Именно истринский пейзаж открывался из окна чеховской комнаты в Бабкино, и его он описывал в письме к брату Михаилу: «Сейчас 6 часов утра. Тишина необычайная. Попискивают только птицы, да скребет что-то за обоями... Я пишу сии строки, сидя перед большим квадратным столом у себя в комнате. Перед моими глазами расстилается необыкновенно теплый, ласкающий пейзаж: речка, вдали лес, Сафонтьево, кусочек киселевского дома...»5 В летние вечера на просторном лугу часто устраивались веселые розыгрыши и представления, шуткам и молодому задору не было конца.

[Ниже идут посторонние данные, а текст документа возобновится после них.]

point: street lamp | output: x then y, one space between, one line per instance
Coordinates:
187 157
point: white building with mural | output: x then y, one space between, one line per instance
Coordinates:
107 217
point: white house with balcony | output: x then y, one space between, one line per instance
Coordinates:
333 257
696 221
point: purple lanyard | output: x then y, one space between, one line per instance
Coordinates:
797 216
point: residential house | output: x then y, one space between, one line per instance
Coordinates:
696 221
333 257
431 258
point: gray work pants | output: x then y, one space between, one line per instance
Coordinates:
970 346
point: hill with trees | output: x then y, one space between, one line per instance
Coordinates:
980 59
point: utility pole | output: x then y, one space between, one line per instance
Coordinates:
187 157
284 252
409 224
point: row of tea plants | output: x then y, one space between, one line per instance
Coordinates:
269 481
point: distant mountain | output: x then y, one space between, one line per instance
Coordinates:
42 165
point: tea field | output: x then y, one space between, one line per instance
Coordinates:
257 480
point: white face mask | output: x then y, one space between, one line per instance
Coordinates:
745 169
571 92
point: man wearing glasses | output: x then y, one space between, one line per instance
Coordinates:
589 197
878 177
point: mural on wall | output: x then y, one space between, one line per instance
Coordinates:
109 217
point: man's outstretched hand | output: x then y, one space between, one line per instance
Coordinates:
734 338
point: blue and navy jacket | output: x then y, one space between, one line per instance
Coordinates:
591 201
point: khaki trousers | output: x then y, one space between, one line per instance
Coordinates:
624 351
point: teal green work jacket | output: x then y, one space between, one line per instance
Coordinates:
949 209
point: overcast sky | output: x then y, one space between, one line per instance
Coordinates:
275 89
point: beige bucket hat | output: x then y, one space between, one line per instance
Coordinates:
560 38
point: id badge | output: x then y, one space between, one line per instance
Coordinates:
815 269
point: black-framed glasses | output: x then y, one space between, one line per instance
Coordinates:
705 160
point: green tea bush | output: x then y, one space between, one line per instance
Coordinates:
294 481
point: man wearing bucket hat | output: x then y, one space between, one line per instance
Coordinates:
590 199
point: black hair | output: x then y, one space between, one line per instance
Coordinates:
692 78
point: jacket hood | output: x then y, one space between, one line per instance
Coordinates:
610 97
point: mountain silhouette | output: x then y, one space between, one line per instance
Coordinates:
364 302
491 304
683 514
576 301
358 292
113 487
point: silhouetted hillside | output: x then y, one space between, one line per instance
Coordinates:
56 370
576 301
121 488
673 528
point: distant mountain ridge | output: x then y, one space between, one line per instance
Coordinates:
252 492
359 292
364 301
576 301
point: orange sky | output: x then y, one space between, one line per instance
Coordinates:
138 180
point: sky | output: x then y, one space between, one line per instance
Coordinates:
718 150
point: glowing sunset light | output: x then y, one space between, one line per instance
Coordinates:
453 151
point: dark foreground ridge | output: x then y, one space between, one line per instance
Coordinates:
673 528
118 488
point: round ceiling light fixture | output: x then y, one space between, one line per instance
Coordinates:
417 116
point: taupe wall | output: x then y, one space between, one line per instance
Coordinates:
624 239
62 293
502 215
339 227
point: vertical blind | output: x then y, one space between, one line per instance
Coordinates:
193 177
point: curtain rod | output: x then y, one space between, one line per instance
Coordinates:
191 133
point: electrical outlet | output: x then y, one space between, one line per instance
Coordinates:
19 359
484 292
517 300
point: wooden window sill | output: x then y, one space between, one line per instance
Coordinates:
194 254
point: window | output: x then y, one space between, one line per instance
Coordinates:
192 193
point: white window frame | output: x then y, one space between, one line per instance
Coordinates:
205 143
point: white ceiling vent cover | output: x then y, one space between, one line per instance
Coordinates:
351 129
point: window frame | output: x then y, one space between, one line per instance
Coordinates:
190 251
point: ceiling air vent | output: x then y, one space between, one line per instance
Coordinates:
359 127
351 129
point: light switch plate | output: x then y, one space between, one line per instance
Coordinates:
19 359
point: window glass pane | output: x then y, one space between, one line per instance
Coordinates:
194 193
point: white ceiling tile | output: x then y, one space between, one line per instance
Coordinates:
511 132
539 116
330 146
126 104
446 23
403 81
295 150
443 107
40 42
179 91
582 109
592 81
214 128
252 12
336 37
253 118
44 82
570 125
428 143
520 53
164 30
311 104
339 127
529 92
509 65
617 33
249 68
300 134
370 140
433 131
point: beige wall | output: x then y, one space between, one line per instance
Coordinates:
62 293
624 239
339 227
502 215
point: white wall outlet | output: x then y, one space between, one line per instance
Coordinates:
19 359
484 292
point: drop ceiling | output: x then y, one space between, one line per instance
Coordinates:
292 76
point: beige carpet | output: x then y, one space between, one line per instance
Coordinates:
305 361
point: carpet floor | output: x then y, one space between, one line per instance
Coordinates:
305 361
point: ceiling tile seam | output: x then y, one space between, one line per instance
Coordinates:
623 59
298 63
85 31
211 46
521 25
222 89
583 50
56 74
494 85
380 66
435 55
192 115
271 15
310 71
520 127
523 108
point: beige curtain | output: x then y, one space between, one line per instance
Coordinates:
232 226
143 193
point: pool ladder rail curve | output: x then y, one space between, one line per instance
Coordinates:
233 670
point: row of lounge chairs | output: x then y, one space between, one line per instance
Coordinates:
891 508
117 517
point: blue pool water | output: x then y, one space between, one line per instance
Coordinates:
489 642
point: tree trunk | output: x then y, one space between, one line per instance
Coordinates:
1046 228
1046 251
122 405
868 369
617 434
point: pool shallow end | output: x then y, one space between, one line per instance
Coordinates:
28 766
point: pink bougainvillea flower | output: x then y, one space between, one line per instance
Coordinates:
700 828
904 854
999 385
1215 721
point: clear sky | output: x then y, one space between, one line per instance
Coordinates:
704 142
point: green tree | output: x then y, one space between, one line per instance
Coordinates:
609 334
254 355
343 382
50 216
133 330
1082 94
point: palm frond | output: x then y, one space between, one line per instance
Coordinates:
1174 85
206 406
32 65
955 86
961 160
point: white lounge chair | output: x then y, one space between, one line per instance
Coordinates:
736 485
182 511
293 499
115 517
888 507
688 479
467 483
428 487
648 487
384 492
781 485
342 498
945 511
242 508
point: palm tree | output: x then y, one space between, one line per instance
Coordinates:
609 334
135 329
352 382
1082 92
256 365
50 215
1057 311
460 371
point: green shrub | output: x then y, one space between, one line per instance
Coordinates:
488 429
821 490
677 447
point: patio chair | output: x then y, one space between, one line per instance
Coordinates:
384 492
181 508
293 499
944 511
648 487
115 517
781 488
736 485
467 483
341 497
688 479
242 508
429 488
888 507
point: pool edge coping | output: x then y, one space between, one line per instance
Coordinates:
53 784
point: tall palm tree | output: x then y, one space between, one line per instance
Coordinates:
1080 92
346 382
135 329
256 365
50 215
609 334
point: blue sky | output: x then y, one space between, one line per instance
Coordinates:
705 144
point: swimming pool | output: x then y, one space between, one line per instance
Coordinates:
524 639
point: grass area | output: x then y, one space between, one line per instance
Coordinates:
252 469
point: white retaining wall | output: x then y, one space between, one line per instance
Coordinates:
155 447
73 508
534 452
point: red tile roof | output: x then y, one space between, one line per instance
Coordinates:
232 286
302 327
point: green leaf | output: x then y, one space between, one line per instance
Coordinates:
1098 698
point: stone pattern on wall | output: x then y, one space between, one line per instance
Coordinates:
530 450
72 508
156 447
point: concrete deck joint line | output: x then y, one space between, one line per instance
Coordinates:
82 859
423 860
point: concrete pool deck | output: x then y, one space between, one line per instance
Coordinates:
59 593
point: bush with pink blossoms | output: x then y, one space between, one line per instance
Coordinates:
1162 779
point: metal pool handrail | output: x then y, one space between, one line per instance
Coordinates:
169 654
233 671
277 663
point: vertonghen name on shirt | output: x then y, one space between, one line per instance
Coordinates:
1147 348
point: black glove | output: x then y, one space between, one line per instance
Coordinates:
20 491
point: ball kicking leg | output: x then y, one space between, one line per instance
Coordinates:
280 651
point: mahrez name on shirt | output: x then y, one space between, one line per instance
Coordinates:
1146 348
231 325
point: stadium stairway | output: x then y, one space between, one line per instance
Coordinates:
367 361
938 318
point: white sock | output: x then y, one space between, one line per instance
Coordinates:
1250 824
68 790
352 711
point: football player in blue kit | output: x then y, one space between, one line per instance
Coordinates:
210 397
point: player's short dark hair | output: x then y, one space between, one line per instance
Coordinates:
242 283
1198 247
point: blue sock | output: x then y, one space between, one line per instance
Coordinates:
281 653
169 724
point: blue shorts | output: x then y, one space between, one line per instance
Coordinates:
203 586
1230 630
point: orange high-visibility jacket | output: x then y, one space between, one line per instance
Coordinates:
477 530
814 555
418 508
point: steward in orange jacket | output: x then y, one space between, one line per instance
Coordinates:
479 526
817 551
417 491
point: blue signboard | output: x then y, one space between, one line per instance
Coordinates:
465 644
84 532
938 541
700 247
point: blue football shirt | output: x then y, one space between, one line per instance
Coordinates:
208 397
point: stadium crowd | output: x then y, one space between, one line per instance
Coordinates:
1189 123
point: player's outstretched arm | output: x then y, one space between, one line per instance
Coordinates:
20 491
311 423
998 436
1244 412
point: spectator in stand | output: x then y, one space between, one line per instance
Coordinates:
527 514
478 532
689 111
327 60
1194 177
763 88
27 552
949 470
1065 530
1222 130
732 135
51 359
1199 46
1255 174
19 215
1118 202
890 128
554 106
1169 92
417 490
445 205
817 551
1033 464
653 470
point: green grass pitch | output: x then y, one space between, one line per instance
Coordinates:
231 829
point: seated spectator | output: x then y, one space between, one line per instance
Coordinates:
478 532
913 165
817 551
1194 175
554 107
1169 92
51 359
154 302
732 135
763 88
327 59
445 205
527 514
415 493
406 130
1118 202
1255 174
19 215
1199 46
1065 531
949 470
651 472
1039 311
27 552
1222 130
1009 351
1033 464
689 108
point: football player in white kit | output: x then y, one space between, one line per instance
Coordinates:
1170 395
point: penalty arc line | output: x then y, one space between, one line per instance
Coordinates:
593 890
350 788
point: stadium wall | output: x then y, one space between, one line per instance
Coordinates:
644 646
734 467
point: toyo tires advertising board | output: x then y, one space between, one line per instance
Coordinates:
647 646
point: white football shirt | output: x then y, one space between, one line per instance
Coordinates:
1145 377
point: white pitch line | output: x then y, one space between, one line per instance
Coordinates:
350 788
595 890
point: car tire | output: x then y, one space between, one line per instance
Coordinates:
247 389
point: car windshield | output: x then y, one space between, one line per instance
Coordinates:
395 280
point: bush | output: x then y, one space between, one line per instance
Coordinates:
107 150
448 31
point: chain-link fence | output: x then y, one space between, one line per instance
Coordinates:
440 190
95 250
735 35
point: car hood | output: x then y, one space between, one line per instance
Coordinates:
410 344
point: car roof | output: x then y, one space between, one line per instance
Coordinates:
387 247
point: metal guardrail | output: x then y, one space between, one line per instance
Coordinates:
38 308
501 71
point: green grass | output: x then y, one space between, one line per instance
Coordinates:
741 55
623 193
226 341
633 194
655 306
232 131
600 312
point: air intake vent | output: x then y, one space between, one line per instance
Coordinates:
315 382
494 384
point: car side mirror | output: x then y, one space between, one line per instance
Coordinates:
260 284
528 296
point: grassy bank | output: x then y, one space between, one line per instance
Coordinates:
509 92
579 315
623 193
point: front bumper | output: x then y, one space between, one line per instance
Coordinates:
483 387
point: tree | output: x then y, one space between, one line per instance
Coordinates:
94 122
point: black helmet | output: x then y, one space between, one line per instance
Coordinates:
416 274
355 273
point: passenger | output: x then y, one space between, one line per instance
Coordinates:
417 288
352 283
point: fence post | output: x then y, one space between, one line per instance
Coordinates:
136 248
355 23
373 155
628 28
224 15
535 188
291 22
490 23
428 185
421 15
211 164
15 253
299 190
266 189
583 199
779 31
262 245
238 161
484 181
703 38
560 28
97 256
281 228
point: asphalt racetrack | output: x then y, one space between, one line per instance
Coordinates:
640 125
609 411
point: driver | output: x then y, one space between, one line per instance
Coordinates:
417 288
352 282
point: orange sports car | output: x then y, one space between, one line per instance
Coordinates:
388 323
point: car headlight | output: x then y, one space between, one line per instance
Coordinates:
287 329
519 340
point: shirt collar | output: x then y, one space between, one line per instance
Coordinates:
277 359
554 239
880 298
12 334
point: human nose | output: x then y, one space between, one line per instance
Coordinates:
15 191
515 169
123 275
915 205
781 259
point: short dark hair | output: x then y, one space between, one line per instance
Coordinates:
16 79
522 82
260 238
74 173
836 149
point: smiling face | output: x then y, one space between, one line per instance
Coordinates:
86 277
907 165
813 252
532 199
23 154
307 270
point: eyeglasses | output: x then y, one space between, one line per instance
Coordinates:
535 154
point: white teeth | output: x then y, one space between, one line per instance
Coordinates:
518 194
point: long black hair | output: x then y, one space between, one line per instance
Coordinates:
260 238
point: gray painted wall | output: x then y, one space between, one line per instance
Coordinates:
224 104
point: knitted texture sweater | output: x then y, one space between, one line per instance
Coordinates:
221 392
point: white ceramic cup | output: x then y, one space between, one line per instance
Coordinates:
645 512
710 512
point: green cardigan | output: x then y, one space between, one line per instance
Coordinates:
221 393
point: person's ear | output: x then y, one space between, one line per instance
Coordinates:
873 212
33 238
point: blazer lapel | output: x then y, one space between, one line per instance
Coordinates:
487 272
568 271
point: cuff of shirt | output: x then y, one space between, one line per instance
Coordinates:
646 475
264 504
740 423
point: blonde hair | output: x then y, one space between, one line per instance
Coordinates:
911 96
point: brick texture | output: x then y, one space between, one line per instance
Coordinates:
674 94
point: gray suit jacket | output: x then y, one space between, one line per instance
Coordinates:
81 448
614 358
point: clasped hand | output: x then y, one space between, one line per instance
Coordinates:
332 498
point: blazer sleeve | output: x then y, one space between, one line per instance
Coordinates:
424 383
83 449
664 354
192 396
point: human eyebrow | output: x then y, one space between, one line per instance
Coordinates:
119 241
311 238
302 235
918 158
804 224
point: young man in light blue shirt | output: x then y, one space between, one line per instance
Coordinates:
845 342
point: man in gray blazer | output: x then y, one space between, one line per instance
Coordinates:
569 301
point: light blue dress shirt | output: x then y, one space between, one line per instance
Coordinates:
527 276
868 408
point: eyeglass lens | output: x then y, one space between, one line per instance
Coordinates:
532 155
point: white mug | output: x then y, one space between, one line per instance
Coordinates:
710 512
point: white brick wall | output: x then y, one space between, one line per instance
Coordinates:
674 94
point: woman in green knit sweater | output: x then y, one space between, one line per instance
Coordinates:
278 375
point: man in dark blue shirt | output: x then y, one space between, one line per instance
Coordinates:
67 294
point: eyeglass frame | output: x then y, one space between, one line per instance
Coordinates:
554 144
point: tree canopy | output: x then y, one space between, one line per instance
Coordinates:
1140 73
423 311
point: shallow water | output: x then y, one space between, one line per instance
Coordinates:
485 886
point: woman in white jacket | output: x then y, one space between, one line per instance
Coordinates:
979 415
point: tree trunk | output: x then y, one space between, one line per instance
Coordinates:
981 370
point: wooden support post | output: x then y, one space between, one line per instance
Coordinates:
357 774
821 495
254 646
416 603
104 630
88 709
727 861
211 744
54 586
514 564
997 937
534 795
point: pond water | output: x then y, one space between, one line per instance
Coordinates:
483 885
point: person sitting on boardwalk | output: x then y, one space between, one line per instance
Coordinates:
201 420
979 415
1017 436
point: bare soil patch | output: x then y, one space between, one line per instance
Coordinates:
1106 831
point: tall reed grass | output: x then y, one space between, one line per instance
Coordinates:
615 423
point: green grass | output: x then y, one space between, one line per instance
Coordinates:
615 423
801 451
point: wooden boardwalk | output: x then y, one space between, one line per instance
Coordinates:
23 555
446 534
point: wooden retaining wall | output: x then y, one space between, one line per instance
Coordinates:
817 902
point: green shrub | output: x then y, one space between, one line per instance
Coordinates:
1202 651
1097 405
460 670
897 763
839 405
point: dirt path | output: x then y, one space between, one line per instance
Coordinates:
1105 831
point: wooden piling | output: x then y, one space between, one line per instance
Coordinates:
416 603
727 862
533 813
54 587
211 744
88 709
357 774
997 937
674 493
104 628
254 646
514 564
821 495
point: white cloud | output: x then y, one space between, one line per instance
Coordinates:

Когда Левитан заболел и вынужден был уехать в Москву, в письме Чехову он передавал «душевный поклон всем бабкинским жителям» и просил сказать, что не может дождаться минуты «увидеть опять это поэтичное Бабкино»6. Однако живописец не раз переживал здесь приступы меланхолии, впадал в тяжелую депрессию, которой был подвержен с ранней юности. Антон Павлович «прогуливал» друга и благотворно влиял на него спокойствием и гармонией своего характера. Чехову не раз приходилось «спасать» Левитана «от самого себя». По просьбе художника или его близких он приезжал к нему то во Владимирскую, то в Тверскую губернию и в самые критические минуты помогал обрести душевное спокойствие. Они вместе уходили на охоту, иногда по нескольку дней пропадая в лесу. Природа, которую любили и понимали оба, снимала у Левитана приступы давящей тоски, давала возможность полного единения с нею, находившего затем воплощение в пейзажах и выражение в чеховской прозе, достоинства которой живописец высоко ценил. Он видел в писателе близкого себе мастера словесного пейзажа. «Дорогой Антоша!.. я внимательно прочел еще раз твои "Пестрые рассказы" и "В сумерках", и ты поразил меня как пейзажист. Я не говорю о массе очень интересных мыслей, но пейзажи в них — это верх совершенства, например, в рассказе "Счастье" картины степи, курганов, овец поразительны», — писал он Чехову в июне 1891 года7.
«Счастье» (1888) Антон Павлович считал лучшим своим рассказом. Скоротечная жизнь человека — песчинки в громадном мироздании — и вечная жизнь природы, равнодушной к людям, была стержнем этого повествования: «В синеватой дали, где последний видимый холм сливается с туманом, ничто не шевелилось, сторожевые и могильные курганы, которые там и сям высились над горизонтом и безграничной степью, глядели сурово и мертво: в их неподвижности и беззвучии чувствовались века и полное равнодушие к человеку, пройдет еще тысяча лет, умрут миллиарды людей, а они все еще будут стоять, нимало не сожалея об умерших, не интересуясь живыми, и ни одна душа не будет знать, зачем они стоят и какую степную тайну прячут под собою»8.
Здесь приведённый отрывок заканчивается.